Impact, Country, and Event Name

Similarly to PC, MPC can look into the same flow by first using the country attribute to create the process abstraction, then choosing the pair of country and event name attributes as node and the country attribute as another node to create an inter-fragment graph. However, beyond that, MPC can elaborate the activity flow between countries by using other event attributes. Figure 4 shows an example where we chose impact, country and event name to represent a node. From this figure, we can see that the process activity flow from Sweden to Poland through the “Accepted” activity is actually the control flow from “Medium_Sweden_Accepted” to “Medium_Poland_Accepted” (i.e. from “Accepted” to “Accepted” activities for medium impact cases only).

Fig. 5.
figure 5

Medium Impact and Activity Status

Further, MPC can look into the differences between A2 and C within each fragment through intra-fragment graphs, while this is not possible with PC. For example, we use the impact attribute to create a process abstraction, and the pair of impact and activity status attributes as the node. The result is shown in Fig. 5 for medium impact incidents. Remarkably, we can see that for medium-impact incidents, most of activity statuses in A2 have approximately 60–70% chance of occurring more frequently than in C. There are no significant differences between the two organization lines in high-impact incidents.

Q3. What are the Time-Wise Differences as Compared to Case-Wise Differences?

So far, the evaluation only finds case-wise differences, i.e. differences synthesized from cases in A2 and C. Time-wise observations, however, are not available in PC.

Fig. 6.
figure 6

Event Name and Activity Status

For MPC, we use time-wise observations with a sliding window set to three days as most of events in a case occur within a day. We use the event ID to create a process abstraction, and the pair of event name and activity status as node. In this case, the node (edge) weight captures their relative occurrence frequency in each window. The result is shown in Fig. 6. We can see that there are two remarkable differences between A2 and C over time in the node “Accepted_Wait-User” and the edge “Accepted_In Progress” \(\rightarrow \) “Accepted_Wait-User”. The difference magnitude is approximately 56%, i.e. there is a 56% probability that “Accepted_Wait-User” in A2 has lower frequency than in C. In MPC, clicking on the edge “Accepted_In Progress” \(\rightarrow \) “Accepted_Wait-User” views detailed time series which shows that this difference mostly occurred between 21 Jan and 10 Mar 2012.

5 Conclusion

This paper contributes the notions of perspective graph and differential graph. A perspective graph is an abstraction of an event log in which nodes represent entities referenced by an event attribute or combination of attributes, and links refer to co-occurrence or directly-follows relations. Perspective graphs generalize directly-follows graphs and hand-off graphs, commonly supported by process mining tools. Differential perspective graphs allow us to compare two event logs (abstracted via perspective graphs) and to identify their statistically significant differences.

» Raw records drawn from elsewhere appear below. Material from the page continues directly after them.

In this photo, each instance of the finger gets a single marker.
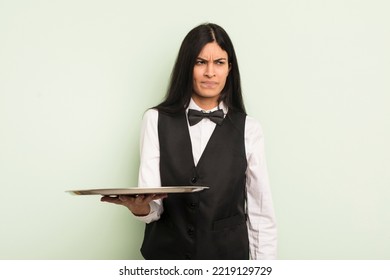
(156, 197)
(111, 199)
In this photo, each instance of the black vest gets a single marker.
(210, 224)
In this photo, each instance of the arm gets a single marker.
(261, 218)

The example-based evaluation of differential perspective graphs on real-life logs shows that we can identify differences that are beyond the scope of the existing Process Comparator approach, and that the matrix-based representation of differential perspective graphs provides a more compact representation for displaying such differences, compared to node-link (graphical) representations used in process mining tools.

While the examples highlighted the possible advantages of the proposed approach, these need to be confirmed via a usability evaluation with end users, which is left as future work. Another future work avenue is to extend the approach in order to identify differences between variants that can be causally related to performance, e.g. structural or behavioral differences that can explain differences in cycle time between variants.